Das Urteil stellt eingangs bei der Schilderung der Persönlichkeit des Angeklagten und seiner früheren Verurteilungen hinsichtlich der Vollstreckung der gegen ihn erkannten einjährigen Zuchthausstrafe fest, dass er diese bis zum 18.6.1955 voll verbüßt habe. Zur Begehung der Straftaten, die Gegenstand des jetzigen Verfahrens sind, hat er sich nach dem Urteil um die Monatswende März/April 1957 entschlossen.

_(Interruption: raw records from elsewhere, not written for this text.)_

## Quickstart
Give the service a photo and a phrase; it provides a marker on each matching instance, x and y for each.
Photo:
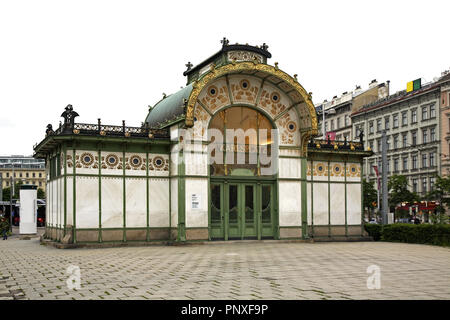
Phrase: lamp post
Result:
(331, 111)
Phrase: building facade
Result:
(230, 156)
(22, 168)
(411, 121)
(338, 124)
(445, 123)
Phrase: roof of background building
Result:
(396, 97)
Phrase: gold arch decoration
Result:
(216, 72)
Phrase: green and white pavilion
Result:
(230, 156)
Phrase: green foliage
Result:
(436, 234)
(370, 195)
(374, 230)
(398, 191)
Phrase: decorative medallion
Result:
(244, 84)
(135, 161)
(158, 162)
(212, 91)
(112, 160)
(87, 159)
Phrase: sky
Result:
(112, 59)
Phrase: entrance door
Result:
(243, 210)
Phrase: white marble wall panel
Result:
(196, 164)
(320, 170)
(87, 212)
(353, 204)
(354, 172)
(290, 203)
(288, 129)
(289, 168)
(174, 201)
(320, 209)
(158, 193)
(112, 162)
(337, 171)
(196, 217)
(85, 166)
(337, 204)
(135, 164)
(136, 204)
(69, 200)
(112, 202)
(158, 165)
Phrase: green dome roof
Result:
(169, 109)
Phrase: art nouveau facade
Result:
(230, 156)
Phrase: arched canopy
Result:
(181, 105)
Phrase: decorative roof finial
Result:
(224, 42)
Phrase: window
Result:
(424, 113)
(413, 116)
(432, 111)
(424, 161)
(425, 136)
(395, 121)
(432, 159)
(433, 134)
(404, 118)
(414, 138)
(414, 160)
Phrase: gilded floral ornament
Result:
(235, 67)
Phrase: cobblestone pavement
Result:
(243, 270)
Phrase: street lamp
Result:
(330, 111)
(11, 193)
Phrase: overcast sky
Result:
(111, 59)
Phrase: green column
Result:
(304, 204)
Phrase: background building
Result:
(445, 122)
(22, 168)
(411, 120)
(338, 124)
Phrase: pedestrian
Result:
(4, 226)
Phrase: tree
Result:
(370, 196)
(398, 191)
(440, 193)
(41, 194)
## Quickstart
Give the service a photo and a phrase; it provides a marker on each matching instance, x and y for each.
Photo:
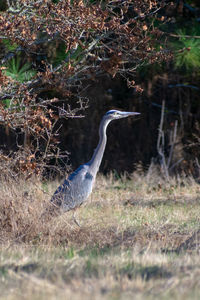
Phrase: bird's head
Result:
(117, 114)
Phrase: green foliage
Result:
(9, 46)
(188, 54)
(18, 71)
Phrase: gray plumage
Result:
(78, 186)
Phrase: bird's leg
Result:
(74, 218)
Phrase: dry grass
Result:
(138, 238)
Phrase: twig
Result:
(172, 145)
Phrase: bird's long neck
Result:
(96, 159)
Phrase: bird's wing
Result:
(79, 174)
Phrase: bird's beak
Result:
(127, 114)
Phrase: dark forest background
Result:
(57, 82)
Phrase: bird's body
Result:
(78, 186)
(68, 196)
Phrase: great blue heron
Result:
(78, 186)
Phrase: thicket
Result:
(52, 51)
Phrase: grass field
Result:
(139, 239)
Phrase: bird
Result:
(76, 189)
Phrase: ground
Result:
(139, 239)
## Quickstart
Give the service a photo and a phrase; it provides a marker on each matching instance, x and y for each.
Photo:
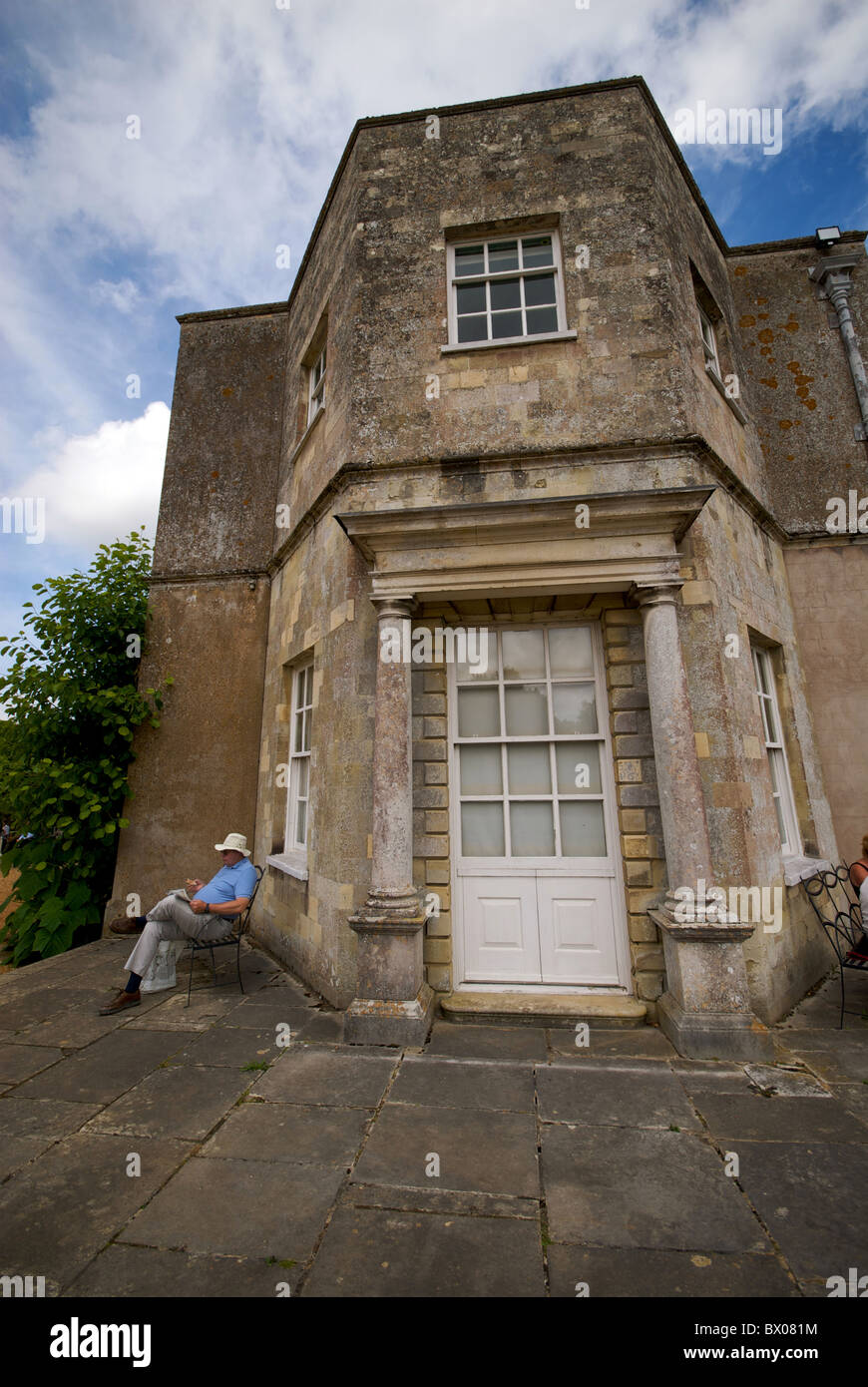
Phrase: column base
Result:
(377, 1021)
(714, 1035)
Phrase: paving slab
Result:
(54, 1117)
(181, 1100)
(487, 1042)
(622, 1272)
(836, 1066)
(465, 1085)
(290, 1132)
(620, 1098)
(316, 1077)
(814, 1200)
(430, 1200)
(735, 1119)
(379, 1252)
(153, 1272)
(22, 1062)
(42, 1005)
(477, 1151)
(72, 1030)
(256, 1014)
(853, 1098)
(637, 1187)
(242, 1208)
(643, 1041)
(785, 1081)
(174, 1014)
(104, 1070)
(17, 1151)
(68, 1202)
(231, 1048)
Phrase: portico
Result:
(625, 544)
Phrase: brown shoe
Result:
(121, 1003)
(125, 925)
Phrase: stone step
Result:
(529, 1009)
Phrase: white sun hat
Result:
(234, 843)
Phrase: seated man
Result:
(206, 916)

In diesem Zeitpunkt waren mithin entgegen dem Vorbringen der Revision noch keine zwei Jahre seit seiner Entlassung aus der Strafhaft am 16.6.1955 verflossen. Der Ausspruch in den Urteilsgründen „obwohl er erst im Jahre zuvor eine einjährige Zuchthausstrafe verbüßt hat“ ist für sich betrachtet zwar ungenau. Doch wäre die Feststellung „... zwei Jahre zuvor ...“ ebenfalls unzutreffend gewesen, weil noch keine zwei Jahre verstrichen waren, als die neuen Straftaten des Angeklagten ihren Anfang nahmen. Der Unterschied zwischen den beiden Zeitangaben ist so unbedeutend, dass der Senat einen bestimmenden Einfluss auf das Urteil ausschließen kann. Dass die Strafkammer bei der Strafzumessung „die Schnelligkeit, in der der Angeklagte rückfällig wurde“, straferschwerend bewertet hat, enthält daher keinen durchgreifenden Rechtsmangel, zumal sie in diesem Zusammenhang zugleich „die Unzahl der fast pausenlos ausgeführten Diebstahlskendungen“ des Angeklagten und deren schädliche Auswirkungen strafschärfend berücksichtigt hat. Unter diesen Umständen kann der Einwand der Revision nicht durchdringen.